You say all of these things, as a probably-not-100-year-old-human, about a genus of highly advanced shapeshifting spirochete bacteria that have spent the past (perhaps) 500 million years living in the bloodstreams and bodily tissues -- and evading the immune systems -- of billions of mammals and reptiles (and everything between) across the globe.
We only found out about these spirochetes in 1981. That's 38 years ago. You're probably older than that.
Yet you have cited precisely zero sources, arguing by shooting holes in straw men. For the love of <God>, and all that is holy, Sooheon: please base your opinions on evidence.
Not sure what rubbed you the wrong way, these are just questions I have as I read about this topic for the first time, trying to understand the controversy here. I'm not going to have reams of citations for you. If you have citations to throw at me feel free, but from what I can see, reliable medical bodies consider this to be a misdiagnosis at best.
Dna testing is available but has similar problems in that there's no standard to set a cutoff for limiting the number of false positives or false negatives. It's also even more expensive and very unlikely to be covered by insurance.

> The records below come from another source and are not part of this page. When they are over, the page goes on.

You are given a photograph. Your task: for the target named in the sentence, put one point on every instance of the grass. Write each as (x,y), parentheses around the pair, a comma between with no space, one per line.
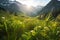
(28,28)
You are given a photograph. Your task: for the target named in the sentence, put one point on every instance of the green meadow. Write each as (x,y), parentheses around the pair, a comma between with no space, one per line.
(22,27)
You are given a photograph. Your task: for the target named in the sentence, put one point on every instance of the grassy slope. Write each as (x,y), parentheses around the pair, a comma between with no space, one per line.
(27,28)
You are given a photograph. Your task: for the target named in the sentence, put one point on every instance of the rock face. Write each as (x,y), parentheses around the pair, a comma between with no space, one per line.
(53,6)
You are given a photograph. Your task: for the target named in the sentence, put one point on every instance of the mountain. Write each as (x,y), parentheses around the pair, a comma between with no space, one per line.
(17,7)
(53,6)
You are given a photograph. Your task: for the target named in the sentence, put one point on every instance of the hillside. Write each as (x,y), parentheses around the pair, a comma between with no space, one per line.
(53,6)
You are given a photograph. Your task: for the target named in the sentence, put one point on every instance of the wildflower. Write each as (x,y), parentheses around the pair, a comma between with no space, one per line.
(31,31)
(39,26)
(3,17)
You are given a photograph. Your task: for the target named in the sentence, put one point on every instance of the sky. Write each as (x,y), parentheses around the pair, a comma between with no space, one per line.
(34,2)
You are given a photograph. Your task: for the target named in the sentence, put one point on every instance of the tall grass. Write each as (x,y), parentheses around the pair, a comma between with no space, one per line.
(27,28)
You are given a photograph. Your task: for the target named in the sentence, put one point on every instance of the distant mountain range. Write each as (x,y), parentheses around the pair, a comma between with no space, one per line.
(19,7)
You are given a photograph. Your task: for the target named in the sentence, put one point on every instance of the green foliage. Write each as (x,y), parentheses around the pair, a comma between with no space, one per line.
(27,28)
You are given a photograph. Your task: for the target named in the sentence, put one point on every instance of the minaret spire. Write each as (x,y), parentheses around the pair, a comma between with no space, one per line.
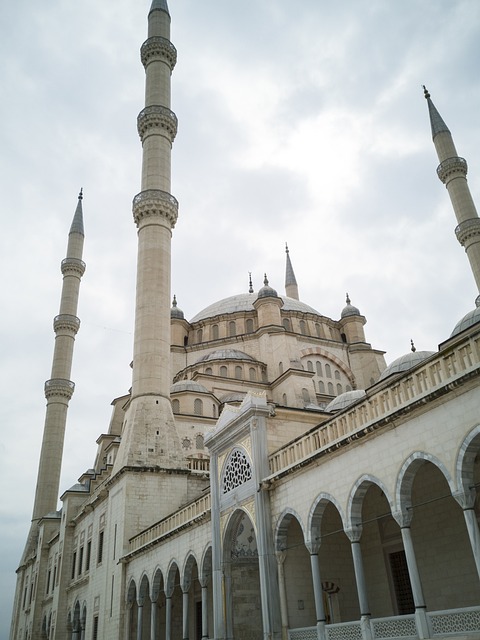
(149,435)
(291,287)
(59,389)
(452,171)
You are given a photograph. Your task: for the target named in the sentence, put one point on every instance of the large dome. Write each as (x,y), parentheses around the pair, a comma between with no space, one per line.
(406,362)
(244,302)
(468,320)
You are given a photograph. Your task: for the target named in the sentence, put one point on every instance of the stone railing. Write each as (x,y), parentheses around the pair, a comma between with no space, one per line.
(436,376)
(189,514)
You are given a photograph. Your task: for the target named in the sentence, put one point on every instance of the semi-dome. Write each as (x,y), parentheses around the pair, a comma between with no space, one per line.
(244,302)
(267,291)
(345,400)
(468,320)
(226,354)
(176,312)
(188,385)
(349,309)
(406,362)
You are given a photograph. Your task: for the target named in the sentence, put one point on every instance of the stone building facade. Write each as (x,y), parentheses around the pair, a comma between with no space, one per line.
(267,476)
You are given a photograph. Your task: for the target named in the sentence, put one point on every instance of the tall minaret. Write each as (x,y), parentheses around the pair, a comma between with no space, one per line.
(59,389)
(291,287)
(149,435)
(452,171)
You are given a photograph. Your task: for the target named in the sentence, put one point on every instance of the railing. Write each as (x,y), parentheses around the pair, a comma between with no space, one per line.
(454,621)
(435,376)
(177,520)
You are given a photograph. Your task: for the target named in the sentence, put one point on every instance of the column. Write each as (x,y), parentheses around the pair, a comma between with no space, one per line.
(318,595)
(168,617)
(418,598)
(185,614)
(281,556)
(153,620)
(354,537)
(140,619)
(203,584)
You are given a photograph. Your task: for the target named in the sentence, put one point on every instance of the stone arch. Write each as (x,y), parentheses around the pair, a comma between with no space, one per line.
(469,449)
(187,572)
(357,494)
(316,513)
(157,583)
(206,563)
(406,476)
(282,525)
(170,579)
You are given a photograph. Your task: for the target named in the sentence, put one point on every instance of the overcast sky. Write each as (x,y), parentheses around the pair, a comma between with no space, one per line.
(298,121)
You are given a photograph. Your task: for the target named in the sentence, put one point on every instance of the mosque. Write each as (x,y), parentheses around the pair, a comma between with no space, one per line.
(267,476)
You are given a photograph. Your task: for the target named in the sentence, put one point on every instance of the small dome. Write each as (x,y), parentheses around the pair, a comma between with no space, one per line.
(468,320)
(188,385)
(226,354)
(267,291)
(176,312)
(345,400)
(349,310)
(406,362)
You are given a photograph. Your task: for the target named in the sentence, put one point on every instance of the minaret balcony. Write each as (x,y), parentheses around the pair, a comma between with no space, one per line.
(59,387)
(154,202)
(73,267)
(157,120)
(452,167)
(468,229)
(158,49)
(66,322)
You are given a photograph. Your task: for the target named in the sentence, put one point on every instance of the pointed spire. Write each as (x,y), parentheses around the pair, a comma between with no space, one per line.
(77,222)
(291,287)
(160,5)
(250,284)
(436,121)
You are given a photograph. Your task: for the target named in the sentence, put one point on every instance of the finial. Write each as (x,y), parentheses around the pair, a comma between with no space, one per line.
(250,284)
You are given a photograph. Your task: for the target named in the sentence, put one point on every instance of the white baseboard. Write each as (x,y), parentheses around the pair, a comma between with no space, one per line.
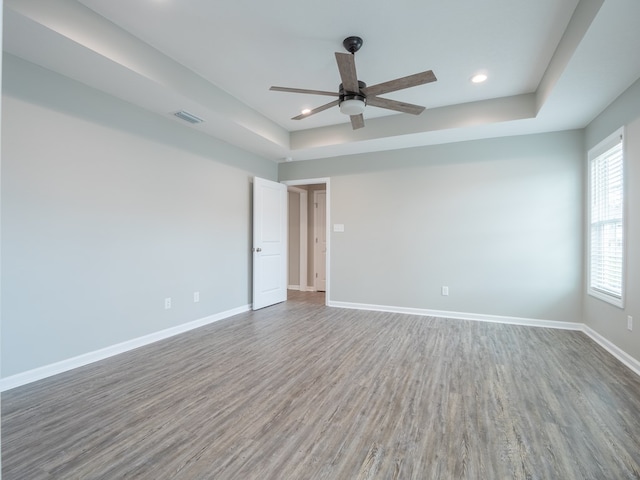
(531,322)
(624,357)
(613,349)
(40,373)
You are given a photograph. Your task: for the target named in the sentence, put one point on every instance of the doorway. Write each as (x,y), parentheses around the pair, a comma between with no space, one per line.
(309,241)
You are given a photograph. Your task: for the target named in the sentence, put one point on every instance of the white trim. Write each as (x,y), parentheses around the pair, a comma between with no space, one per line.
(613,349)
(40,373)
(617,352)
(617,137)
(530,322)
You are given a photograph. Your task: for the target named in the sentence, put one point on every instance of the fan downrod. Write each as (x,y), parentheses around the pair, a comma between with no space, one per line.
(352,44)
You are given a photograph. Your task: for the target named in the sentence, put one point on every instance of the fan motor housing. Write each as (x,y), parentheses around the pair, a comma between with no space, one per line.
(346,95)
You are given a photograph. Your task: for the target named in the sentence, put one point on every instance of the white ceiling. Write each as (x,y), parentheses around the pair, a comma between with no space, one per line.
(552,64)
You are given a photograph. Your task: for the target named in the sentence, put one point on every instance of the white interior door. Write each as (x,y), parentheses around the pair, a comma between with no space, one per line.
(320,240)
(269,243)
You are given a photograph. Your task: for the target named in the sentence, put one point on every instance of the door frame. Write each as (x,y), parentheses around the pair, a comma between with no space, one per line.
(327,182)
(302,283)
(316,230)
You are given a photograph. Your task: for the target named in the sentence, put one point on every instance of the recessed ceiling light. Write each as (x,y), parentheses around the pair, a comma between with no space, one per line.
(479,78)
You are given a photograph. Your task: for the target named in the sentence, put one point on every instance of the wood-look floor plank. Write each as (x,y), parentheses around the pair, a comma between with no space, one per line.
(303,391)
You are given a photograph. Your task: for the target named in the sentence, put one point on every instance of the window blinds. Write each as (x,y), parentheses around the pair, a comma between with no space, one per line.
(606,242)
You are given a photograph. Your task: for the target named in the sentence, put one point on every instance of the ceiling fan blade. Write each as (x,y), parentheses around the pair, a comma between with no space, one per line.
(401,83)
(357,121)
(347,69)
(317,110)
(302,90)
(395,105)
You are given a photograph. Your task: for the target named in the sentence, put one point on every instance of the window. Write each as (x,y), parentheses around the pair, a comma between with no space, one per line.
(606,220)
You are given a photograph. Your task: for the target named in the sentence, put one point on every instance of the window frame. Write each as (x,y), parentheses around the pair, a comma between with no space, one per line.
(613,140)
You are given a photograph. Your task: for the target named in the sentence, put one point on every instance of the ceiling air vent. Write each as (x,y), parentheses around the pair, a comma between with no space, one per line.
(188,117)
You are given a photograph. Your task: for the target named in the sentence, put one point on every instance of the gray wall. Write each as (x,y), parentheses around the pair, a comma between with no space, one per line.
(107,210)
(499,221)
(607,320)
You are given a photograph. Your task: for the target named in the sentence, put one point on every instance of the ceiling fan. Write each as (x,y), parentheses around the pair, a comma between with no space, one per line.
(354,95)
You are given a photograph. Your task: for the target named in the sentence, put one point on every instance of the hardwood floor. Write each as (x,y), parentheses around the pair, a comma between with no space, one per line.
(303,391)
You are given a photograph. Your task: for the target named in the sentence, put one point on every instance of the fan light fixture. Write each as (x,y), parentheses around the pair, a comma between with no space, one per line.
(352,106)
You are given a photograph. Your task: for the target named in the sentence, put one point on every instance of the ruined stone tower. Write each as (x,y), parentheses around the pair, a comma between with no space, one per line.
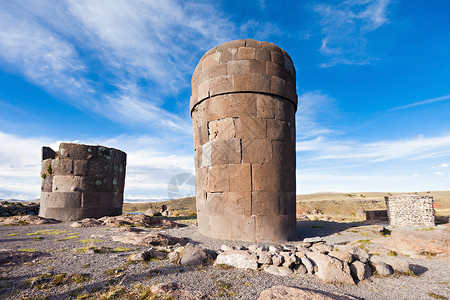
(243,108)
(82,181)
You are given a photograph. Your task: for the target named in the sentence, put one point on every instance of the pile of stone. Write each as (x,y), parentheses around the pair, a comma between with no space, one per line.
(332,264)
(15,208)
(126,220)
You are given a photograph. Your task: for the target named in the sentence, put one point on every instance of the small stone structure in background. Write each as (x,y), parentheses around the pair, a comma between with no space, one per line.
(377,215)
(243,108)
(82,181)
(407,210)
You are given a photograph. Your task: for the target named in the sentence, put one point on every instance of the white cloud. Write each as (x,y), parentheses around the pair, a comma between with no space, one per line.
(143,51)
(151,164)
(345,27)
(314,114)
(405,149)
(428,101)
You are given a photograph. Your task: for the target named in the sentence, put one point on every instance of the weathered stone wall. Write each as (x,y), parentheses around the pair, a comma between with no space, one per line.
(82,181)
(243,108)
(407,210)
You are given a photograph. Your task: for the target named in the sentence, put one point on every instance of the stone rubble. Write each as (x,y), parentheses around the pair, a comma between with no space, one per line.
(333,264)
(17,208)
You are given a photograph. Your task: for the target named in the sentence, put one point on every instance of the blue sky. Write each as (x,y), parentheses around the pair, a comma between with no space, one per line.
(373,79)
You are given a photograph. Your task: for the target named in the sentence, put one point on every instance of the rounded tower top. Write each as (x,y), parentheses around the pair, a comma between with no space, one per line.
(244,66)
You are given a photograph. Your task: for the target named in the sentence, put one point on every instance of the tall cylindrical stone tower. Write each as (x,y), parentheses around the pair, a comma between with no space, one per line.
(82,181)
(243,108)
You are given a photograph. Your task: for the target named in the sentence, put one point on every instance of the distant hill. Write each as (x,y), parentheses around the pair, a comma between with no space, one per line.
(327,202)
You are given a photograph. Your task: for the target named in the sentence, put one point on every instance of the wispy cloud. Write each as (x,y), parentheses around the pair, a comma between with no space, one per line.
(405,149)
(345,27)
(424,102)
(315,113)
(144,52)
(151,164)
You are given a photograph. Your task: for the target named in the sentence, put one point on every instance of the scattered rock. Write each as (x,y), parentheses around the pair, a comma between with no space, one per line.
(88,222)
(382,269)
(264,258)
(281,292)
(308,264)
(238,258)
(279,271)
(331,269)
(321,248)
(144,238)
(192,256)
(397,264)
(341,255)
(150,212)
(360,271)
(316,239)
(174,256)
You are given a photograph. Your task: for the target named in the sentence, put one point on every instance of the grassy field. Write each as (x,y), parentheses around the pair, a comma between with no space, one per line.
(338,204)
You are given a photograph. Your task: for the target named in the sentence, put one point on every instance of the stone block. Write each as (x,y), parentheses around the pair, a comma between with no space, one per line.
(220,85)
(71,183)
(283,153)
(246,53)
(77,151)
(80,167)
(277,70)
(289,178)
(215,203)
(252,43)
(285,111)
(226,130)
(48,153)
(279,228)
(289,65)
(242,228)
(278,130)
(266,106)
(241,105)
(278,58)
(263,55)
(220,227)
(62,166)
(288,203)
(47,183)
(203,90)
(204,226)
(218,179)
(44,167)
(268,177)
(266,203)
(230,45)
(214,109)
(217,71)
(201,134)
(213,130)
(250,128)
(63,200)
(198,156)
(278,86)
(257,67)
(225,152)
(240,177)
(210,60)
(236,67)
(256,151)
(238,204)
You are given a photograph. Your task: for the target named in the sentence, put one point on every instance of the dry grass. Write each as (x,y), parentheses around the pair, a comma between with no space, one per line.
(338,204)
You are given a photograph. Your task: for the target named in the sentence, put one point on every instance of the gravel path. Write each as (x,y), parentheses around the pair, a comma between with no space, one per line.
(58,256)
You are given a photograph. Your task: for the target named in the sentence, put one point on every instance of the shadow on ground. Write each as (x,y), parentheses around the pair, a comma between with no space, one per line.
(308,229)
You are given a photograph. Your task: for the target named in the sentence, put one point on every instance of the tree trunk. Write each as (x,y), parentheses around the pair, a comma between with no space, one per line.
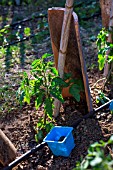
(7,150)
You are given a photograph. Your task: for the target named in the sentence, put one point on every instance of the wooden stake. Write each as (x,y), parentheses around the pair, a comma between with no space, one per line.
(63,46)
(7,149)
(107,66)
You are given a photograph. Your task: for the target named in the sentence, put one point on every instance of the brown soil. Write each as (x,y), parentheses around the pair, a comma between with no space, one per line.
(18,123)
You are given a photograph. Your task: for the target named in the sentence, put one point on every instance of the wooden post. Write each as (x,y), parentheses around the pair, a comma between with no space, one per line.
(105,12)
(63,46)
(110,39)
(7,150)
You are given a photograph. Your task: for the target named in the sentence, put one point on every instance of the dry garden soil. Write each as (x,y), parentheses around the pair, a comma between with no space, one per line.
(18,123)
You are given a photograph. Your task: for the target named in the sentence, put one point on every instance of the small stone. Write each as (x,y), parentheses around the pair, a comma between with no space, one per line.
(40,167)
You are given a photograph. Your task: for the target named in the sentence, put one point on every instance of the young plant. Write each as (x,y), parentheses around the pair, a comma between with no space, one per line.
(96,159)
(104,47)
(44,85)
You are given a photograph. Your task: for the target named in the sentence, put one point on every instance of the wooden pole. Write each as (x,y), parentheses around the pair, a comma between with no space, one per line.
(7,149)
(63,46)
(110,39)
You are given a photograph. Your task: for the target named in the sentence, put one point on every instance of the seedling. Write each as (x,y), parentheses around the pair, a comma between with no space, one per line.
(44,84)
(103,48)
(96,159)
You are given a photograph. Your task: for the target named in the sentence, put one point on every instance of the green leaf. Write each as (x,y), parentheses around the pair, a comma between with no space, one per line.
(75,92)
(67,76)
(39,100)
(27,31)
(101,61)
(46,55)
(96,161)
(36,64)
(110,141)
(39,136)
(27,95)
(21,97)
(48,107)
(54,71)
(56,92)
(86,164)
(57,81)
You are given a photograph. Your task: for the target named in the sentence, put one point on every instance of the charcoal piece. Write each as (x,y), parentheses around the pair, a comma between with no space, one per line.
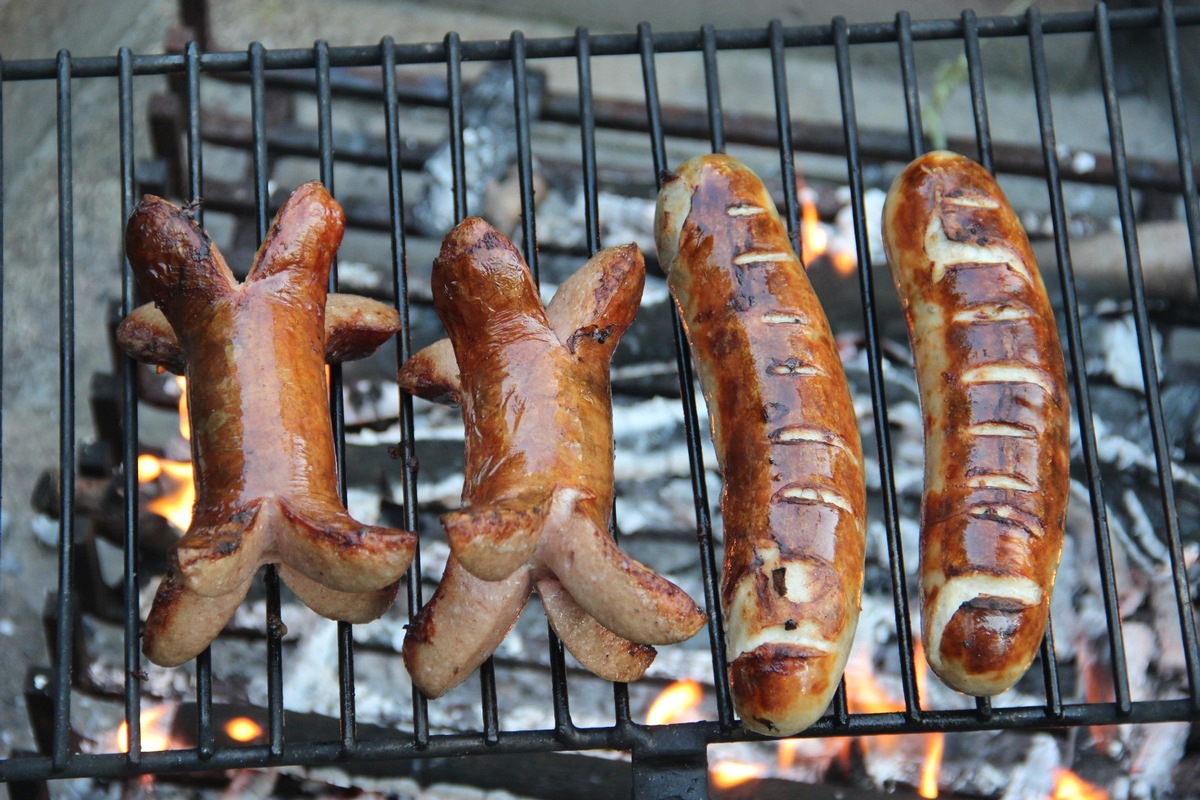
(490,149)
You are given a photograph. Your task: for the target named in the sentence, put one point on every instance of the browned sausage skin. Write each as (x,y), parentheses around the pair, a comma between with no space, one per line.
(786,438)
(262,440)
(994,398)
(538,494)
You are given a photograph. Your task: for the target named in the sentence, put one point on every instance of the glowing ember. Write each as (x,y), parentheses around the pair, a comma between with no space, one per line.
(1069,786)
(244,729)
(155,731)
(729,774)
(675,703)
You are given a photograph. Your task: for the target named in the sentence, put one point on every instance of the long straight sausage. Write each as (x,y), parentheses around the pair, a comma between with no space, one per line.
(994,400)
(786,438)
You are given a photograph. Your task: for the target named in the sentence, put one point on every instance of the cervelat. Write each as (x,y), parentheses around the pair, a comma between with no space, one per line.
(793,499)
(994,398)
(262,440)
(533,383)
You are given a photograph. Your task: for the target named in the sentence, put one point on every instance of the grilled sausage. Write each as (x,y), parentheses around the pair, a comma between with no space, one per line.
(354,329)
(786,438)
(262,440)
(994,398)
(538,495)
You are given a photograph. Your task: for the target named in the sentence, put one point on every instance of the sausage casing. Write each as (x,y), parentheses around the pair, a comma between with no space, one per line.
(994,401)
(786,439)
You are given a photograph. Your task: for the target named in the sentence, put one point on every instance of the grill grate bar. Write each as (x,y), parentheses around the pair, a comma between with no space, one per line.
(1049,663)
(786,148)
(130,427)
(1146,352)
(978,94)
(1182,133)
(525,152)
(713,88)
(319,61)
(1075,354)
(604,44)
(262,198)
(205,738)
(347,711)
(66,595)
(588,140)
(459,170)
(403,349)
(592,233)
(690,417)
(917,145)
(875,365)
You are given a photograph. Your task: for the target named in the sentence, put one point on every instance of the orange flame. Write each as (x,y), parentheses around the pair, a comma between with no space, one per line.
(931,767)
(155,732)
(1069,786)
(815,239)
(730,774)
(244,729)
(865,695)
(175,504)
(675,703)
(185,422)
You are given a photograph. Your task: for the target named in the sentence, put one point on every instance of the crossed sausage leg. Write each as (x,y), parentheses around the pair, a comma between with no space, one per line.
(262,440)
(533,383)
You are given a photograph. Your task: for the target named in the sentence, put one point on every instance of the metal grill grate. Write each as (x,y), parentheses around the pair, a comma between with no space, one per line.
(673,752)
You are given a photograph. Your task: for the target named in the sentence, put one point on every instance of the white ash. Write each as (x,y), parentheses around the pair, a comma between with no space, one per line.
(1035,779)
(1117,353)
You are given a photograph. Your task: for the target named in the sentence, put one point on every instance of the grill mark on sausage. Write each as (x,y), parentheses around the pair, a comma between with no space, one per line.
(1008,373)
(997,481)
(971,202)
(744,210)
(991,313)
(802,433)
(1009,429)
(814,495)
(784,318)
(1009,515)
(793,367)
(761,257)
(949,254)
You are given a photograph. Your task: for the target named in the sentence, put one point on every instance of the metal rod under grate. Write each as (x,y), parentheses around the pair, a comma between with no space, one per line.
(671,750)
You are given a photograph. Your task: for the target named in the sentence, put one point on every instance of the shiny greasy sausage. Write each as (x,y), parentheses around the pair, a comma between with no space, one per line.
(534,388)
(786,437)
(994,400)
(262,440)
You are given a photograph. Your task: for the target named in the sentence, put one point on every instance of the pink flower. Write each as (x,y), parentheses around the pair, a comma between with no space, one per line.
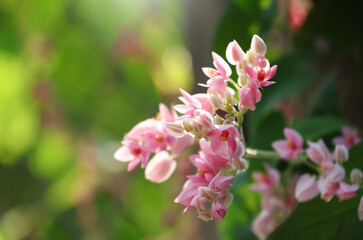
(218,211)
(260,72)
(306,188)
(223,136)
(291,147)
(328,183)
(160,167)
(349,139)
(132,152)
(319,153)
(346,191)
(266,182)
(249,96)
(223,70)
(360,209)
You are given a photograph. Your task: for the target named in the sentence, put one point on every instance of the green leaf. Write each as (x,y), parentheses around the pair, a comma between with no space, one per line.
(317,219)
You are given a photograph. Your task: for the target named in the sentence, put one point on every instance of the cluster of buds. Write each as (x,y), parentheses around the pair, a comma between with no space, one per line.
(213,120)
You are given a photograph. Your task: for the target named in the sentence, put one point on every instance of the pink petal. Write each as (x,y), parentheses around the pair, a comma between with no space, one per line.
(160,167)
(123,154)
(252,73)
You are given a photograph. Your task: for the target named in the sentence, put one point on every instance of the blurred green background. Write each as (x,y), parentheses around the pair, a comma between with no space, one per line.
(75,76)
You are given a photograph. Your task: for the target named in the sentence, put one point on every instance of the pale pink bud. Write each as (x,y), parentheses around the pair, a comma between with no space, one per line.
(258,46)
(250,57)
(228,200)
(160,167)
(235,53)
(356,176)
(188,124)
(306,188)
(205,216)
(216,100)
(360,209)
(174,129)
(341,154)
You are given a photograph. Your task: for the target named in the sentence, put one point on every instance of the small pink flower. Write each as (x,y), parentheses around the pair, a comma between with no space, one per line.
(160,167)
(260,73)
(223,137)
(306,188)
(222,71)
(291,147)
(319,153)
(218,211)
(360,209)
(266,182)
(346,191)
(249,96)
(132,152)
(349,139)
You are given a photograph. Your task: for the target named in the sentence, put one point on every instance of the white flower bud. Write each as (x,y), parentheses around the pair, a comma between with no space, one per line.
(174,129)
(258,46)
(341,154)
(188,125)
(356,176)
(250,57)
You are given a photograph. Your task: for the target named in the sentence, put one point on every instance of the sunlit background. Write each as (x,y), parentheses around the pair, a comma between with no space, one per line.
(75,76)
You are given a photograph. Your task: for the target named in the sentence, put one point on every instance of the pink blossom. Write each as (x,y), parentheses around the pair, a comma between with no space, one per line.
(223,136)
(306,188)
(249,96)
(160,167)
(360,209)
(234,53)
(349,139)
(218,211)
(132,152)
(346,191)
(266,182)
(291,147)
(319,153)
(260,73)
(328,183)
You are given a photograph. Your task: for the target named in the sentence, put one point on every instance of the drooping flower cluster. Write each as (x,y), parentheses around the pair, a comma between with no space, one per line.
(213,120)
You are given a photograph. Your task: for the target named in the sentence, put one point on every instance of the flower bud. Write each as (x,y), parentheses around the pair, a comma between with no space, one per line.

You can have hundreds of cancerous tumors in your body, each of which is far too small to biopsy. The same is roughly true for borreliosis. You are not making a cogent point here.
People have cancerous mutations all the time, yet those aren't the cancers that kill us. Cancers people die from tend to have grown, to a size you can detect. When someone suffers from life threatening cancer-like symptoms, it's not literally impossible to find whether they actually have it. This seems to be the case for chronic lyme, where the medical consensus is that there is "no reproducible or convincing scientific evidence of any relationship to Borrelia burgdorferi".
Note that this is most likely a population map. That's why Western Mass, Adirondacks, and north of Bar Harbor are nearly void. Each dot represents "patient’s county of residence."
It is very common for most practitioners to be ignorant of: HLA DR gene types (can accumulate metals, mycotoxins, lyme toxins, etc), the nature of the Lyme bacteria strains: spirochtte (reproductive, doxycycline susceptible), round bound starvation form (resistant to most antiobiotics), and the nature of biofilm colonies (antibiotic resistant) that exist in nature and our bodies. Furthermore, most physicians do not know what labs and tests to apply to a patient: Igenex and Galaxy labs for Lyme, Bartonella, Babesia, etc testing; c3a, c4a, tgf-b1, mmp-9, inflammation markers.
In short, each human phenotype, genetic expression, and immune context are all highly unique ... which means that every case is different. Inflammation from our immune response is the primary driver of symptoms and is very, very often mis-diagnosed as something else like MS or dementia (happened to a number of people I know). We need a lot more data to finally help educate physicians and bring the vast majority them out of the stone age. We need to educate everyone on complex systems, nutrition, and biology instead of just authority.